Japan's stock market suffered in the recent weeks together with the rest of Asia, but its shares may actually get a boost from a Federal Reserve rate hike.
In a recent note, Julian Jessop, chief global economist at Capital Economics said that the single key driver of equity performance in 2016 is likely to be fresh weakness in the yen. He expects the Nikkei will reach 23,000 by the end of 2016.
Jessop sees two fillips of further yen
weakness:
1) Expectations the Bank of Japan (BOJ) will expand its
quantitative easing program, potentially next month;
2) A Fed rate increase.
The uncertainty over the decision due later in the day helped drive a global market selloff amid worries over tightening liquidity.

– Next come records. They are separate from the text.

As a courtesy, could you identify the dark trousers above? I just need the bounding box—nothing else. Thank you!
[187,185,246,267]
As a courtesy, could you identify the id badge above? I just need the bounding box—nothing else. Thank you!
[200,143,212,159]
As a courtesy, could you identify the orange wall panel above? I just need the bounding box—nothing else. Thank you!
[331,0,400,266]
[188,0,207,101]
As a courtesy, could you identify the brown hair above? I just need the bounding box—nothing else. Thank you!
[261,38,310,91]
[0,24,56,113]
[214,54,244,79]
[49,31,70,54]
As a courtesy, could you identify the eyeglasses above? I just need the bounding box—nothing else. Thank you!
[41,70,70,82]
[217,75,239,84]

If the spread between the two-year U.S. and Japanese government bond yields broadens to one percentage point - it's currently around 70 basis points - that would warrant the Japanese currency falling to his end-2016 forecast of 140 against the U.S. dollar, from around 120.20 Wednesday, and therefore driving the Nikkei higher, according to Jessop.
What makes Japanese assets less appealing is a rise in U.S. bond yields relative to Japan's, as this helps drive outflows that weaken the yen. A softer currency typically boosts stocks as it makes exports more appealing and overseas earnings look clumsy when they are translated back into the yen.
Abenomics
The Japanese market has already had quite a rally, soaring nearly 75 percent since the beginning of 2013 and up nearly 4 percent so far this year despite doubts over whether Abenomics, as Prime Minister Shinzo Abe's plan to boost Japan's economy out of its decades-long deflationary slump is known, will see any success.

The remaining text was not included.